Yun Che se conmovió interiormente, miró a Xia Qingyue con sorpresa y reflexionó en silencio sobre el significado de sus palabras. Después de un momento, preguntó:

—Esa "familia", ¿me incluye a mí? Hablando de familiares, yo, como tu esposo, soy... nominalmente, tu familiar más cercano.
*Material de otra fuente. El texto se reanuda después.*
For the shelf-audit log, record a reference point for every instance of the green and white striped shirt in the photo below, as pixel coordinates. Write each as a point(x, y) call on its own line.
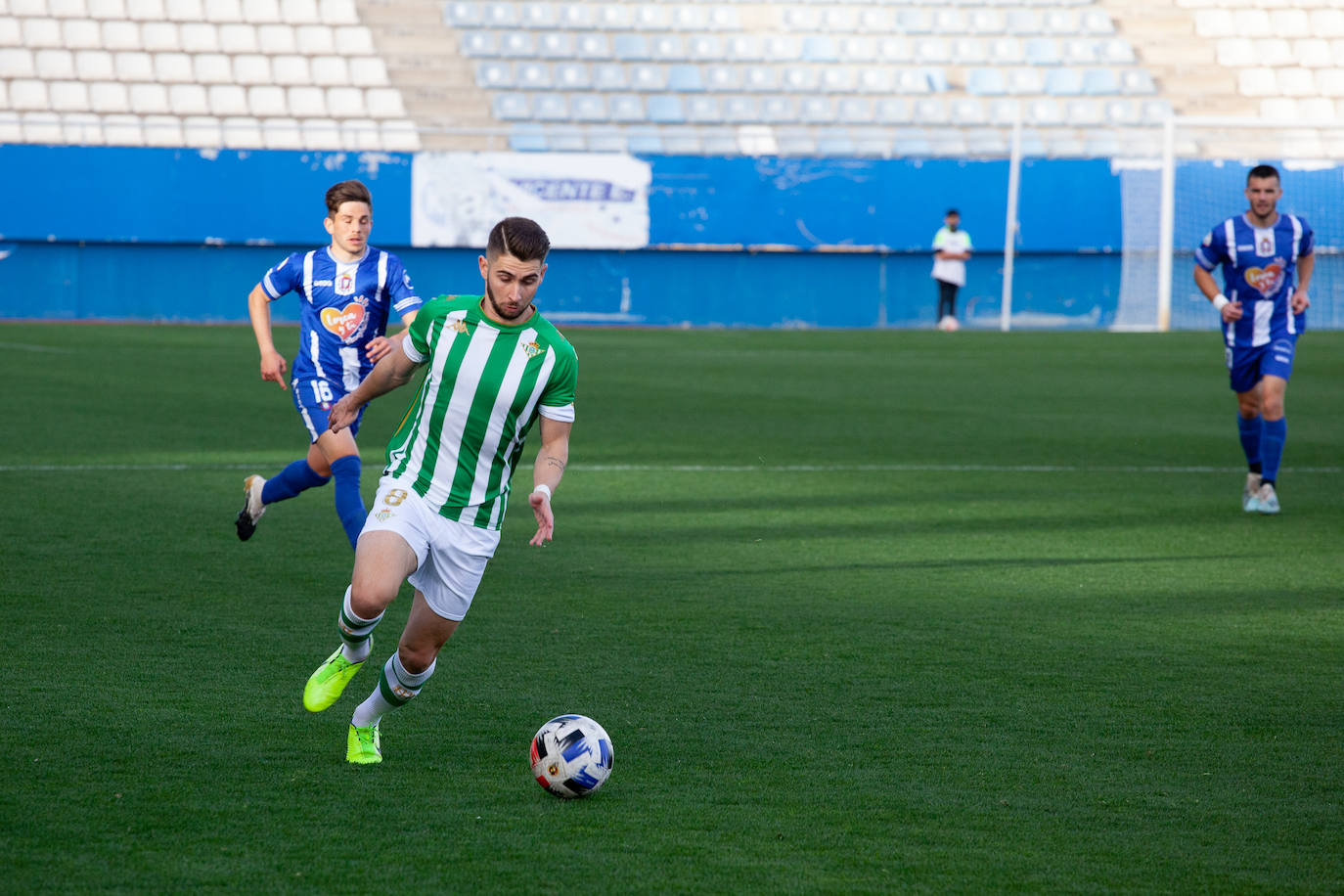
point(485, 385)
La nieve se acumuló lentamente entre las manos de Xia Qingyue, pero no se derritió durante mucho tiempo. Ella levantó suavemente la mano, observando la blancura dispersarse en el viento frío, y una tristeza que ella misma no podía expresar se extendió silenciosamente en su corazón:

—Soy una persona que no merece tener un esposo... porque quizás nunca pueda cumplir con el deber de una esposa... En el futuro, un día, me iré de aquí, a un lugar muy, muy lejano, y tal vez nunca pueda regresar... —cerró los ojos y murmuró como en un sueño—. Antes, eras tan común como el polvo, solo me causabas una preocupación ocasional. Ahora que brillas como un diamante, yo, que no tengo futuro, me siento cada vez más aterrorizada...

RUMBLE...

Un retumbo lejano resonó, y el suelo también experimentó una leve vibración. Dos vórtices espaciales que se expandían rápidamente aparecieron frente a Yun Che y Xia Qingyue respectivamente.

—Parece que es hora de regresar...

Antes de que Yun Che terminara de hablar, los dos fueron absorbidos simultáneamente por los vórtices espaciales.